National Security vs. Internet Privacy
// Posted by Tec on 02/20/2014 (8:05 PM)
In my opinion, the internet is double-edged sword, both security and privacy are affected. The citizens will always want to be safe; it’s something the State has always been protecting, its national security. Now, that we face this new domain, the internet; as everybody has access to it, so do people who might be a threat for one State. If one State has the chance to have control over all this information, it will not let that opportunity go away without taking advantage. We have seen the same situation in different times through history; during the colonialism, the great powers wanted to have control over territories, with the imperialism happened the same but with economics, and now with the internet it is not unexpected the States want to control it to ensure their security. Saying this, I’m not implying it is a justified action, but it is hard to make the governments not to do it. I believe that if the States want to control the internet, it could be understandable, but as I already said, not justifiable. If the State won’t set free some secret information, I think it should respect the privacy of the citizens.
The fact that Wikileaks has been targeted by US as a threat (Greenwald, 2010) doesn’t mean Wikileaks by itself can act against one State to damage it, but it allows other threats to take advantage of this information. On the other hand, what Snowden made could be also catalogued by US as a threat, but it could actually be linked to the principal with which American society was settled, trying always to do the right things. As Snowden mentioned in his interview (The Guardian, 2013), he took that decision of disclosing all that information because he didn’t want to live in a world where privacy is threatened by the government, which is going against democracy principals.

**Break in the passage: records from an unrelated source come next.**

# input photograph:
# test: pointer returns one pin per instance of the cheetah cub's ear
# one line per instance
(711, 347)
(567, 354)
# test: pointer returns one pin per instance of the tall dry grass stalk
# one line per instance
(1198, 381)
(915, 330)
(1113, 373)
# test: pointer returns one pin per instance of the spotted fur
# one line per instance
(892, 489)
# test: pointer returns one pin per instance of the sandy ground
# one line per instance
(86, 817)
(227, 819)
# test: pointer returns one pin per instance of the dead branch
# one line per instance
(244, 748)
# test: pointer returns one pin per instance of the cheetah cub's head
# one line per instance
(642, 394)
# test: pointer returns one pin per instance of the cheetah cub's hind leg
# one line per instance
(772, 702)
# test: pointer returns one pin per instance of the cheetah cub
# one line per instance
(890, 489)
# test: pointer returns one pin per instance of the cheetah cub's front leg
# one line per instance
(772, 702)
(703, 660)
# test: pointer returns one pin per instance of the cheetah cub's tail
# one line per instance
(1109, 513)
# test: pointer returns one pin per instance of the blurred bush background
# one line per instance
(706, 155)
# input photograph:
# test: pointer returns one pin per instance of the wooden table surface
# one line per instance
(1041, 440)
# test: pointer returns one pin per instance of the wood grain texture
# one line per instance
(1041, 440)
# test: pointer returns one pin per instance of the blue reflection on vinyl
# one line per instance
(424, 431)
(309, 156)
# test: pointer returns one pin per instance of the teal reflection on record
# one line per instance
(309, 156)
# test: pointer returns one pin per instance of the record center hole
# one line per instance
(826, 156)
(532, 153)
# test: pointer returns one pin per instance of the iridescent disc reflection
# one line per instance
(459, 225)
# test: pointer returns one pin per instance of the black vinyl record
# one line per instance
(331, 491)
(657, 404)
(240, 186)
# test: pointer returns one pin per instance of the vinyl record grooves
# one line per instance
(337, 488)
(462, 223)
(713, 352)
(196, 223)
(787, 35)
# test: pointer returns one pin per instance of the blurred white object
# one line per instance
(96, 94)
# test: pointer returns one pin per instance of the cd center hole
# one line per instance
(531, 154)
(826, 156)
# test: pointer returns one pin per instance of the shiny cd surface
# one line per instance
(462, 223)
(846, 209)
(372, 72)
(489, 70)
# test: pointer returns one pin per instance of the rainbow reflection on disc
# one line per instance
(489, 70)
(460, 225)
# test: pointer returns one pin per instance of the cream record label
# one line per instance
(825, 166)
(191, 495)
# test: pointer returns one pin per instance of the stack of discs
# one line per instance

The difference is that in this case he showed that the NSA spied on their own citizens and political leaders. States that haven’t been affected by secretive files will not support these actions, instead they will continue recruiting and hiding information to ensure their security; no matter if they have to spy on their own citizens, the bi-directional dataveillance (Springer, 2012) will keep going as long as the State get benefits from not disclosing that information. Now that Snowden has asylum in Russia, it represents a threat for US, because they (Russia) could get infiltrated in the NSA data through Snowden giving this country advantage in information arena. The fact that Russia will not give asylum again if Snowden gets out of Russia’s territory is being seen as an action that keeps him captive from liberty (The Guardian, 2014).